I tried to get some deeper understanding of how to make use of the texture memory in CUDA, but the more I look at the documentation and into the header files, the more confused I get (the problem is not to get it working somehow).
(1) Although there are some “low level” C API functions, it seems not to be possible to get around some C++ API calls. Even the example in the Programming Guide (which has also some errors in it…) -although stating using the C API- instantiates a texture<> template first and retrieves a textureReference* through some obscure function through the textures variable name.
(2) Another post in this forum indicated, that it is necessary to put a texture<> object in the global namespace to make it accessible from a kernel, nvcc wants to do some magic behind the scenes (which might also be related to the C-API name lookup mentioned in (1)). How does this work in the context of MultiGPU-computing? Assume I have a kernel that makes use of texture memory, which should be executed on several GPUs. As each (cuda) thread needs its own texture<>, I’d also need different kernels, each of which references another texture<>.
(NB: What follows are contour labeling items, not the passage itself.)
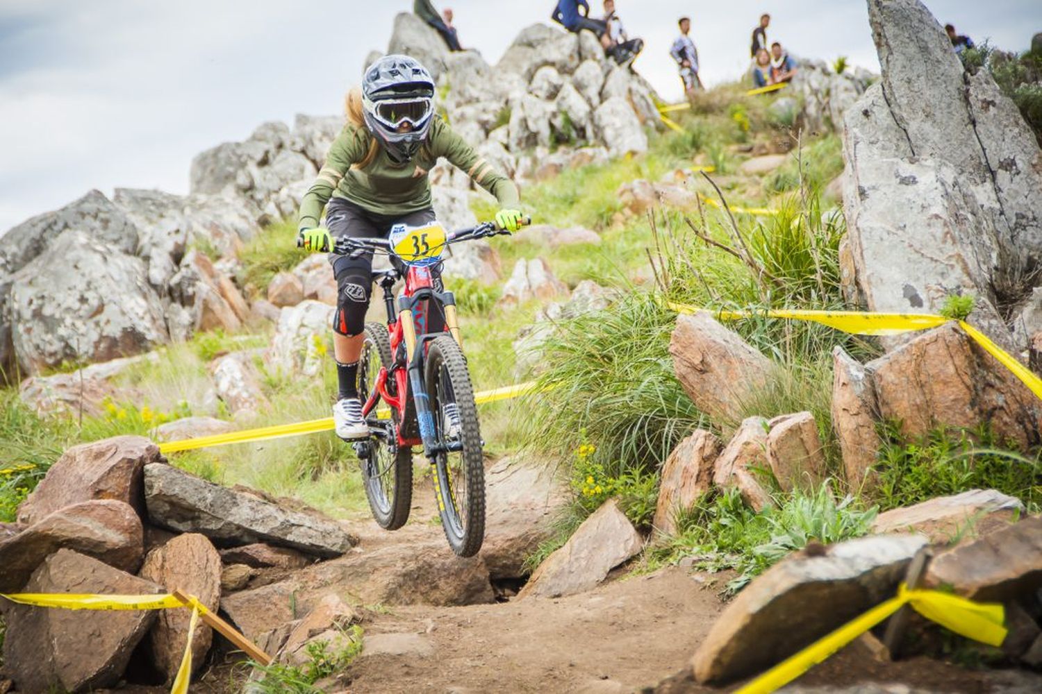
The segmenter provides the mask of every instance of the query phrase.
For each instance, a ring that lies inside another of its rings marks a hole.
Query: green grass
[[[253,292],[263,292],[271,278],[291,271],[307,257],[296,245],[297,227],[293,222],[278,222],[260,230],[239,253],[243,262],[240,284]]]
[[[863,508],[851,496],[837,497],[828,483],[813,493],[780,496],[775,504],[756,513],[736,489],[703,496],[677,518],[675,536],[662,537],[650,548],[646,569],[692,558],[699,570],[735,571],[725,589],[734,594],[812,540],[828,544],[868,534],[876,516],[874,508]]]
[[[884,446],[871,496],[886,511],[970,489],[997,489],[1042,509],[1042,451],[1011,451],[987,428],[936,430],[905,441],[896,427],[882,428]]]
[[[341,643],[316,641],[306,646],[308,660],[300,666],[272,663],[250,666],[263,676],[249,690],[264,694],[322,694],[317,682],[347,670],[362,653],[363,629],[357,624],[341,632]]]

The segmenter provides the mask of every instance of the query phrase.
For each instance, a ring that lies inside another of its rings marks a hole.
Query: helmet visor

(3) The usage of the struct cudaChannelFormatDesc looks totally crazy to me. There is struct cudaChannelFormatDesc member in struct textureReference (a base of texture<>), but in all examples another object is created temporarily. Obviously, most members (texture size, pitch) are neither configured through this temporary nor the member of the textureReference base of texture<>, but passed separately to the bind function (which might in turn change the textureReference’s members).
So based on this my questions are:
(A) Is it possible to use texture memory through the C API only, perhaps by some undocumented approach?
(B) Is putting a texture<> into the scope of the kernel implementation file the only possibilty? How can one run a kernel on multiple GPUs withough artifically creating multiple texture objects and associated, otherwise identical kernels versions at compile time?
© Is there any sense in using the additonal struct cudaChannelFormatDesc? Could one also pass a pointer to the textureReference (or in this case texture<>) member?
I heard there is already CUDA 3.0 beta out for registered developers, will it get better there?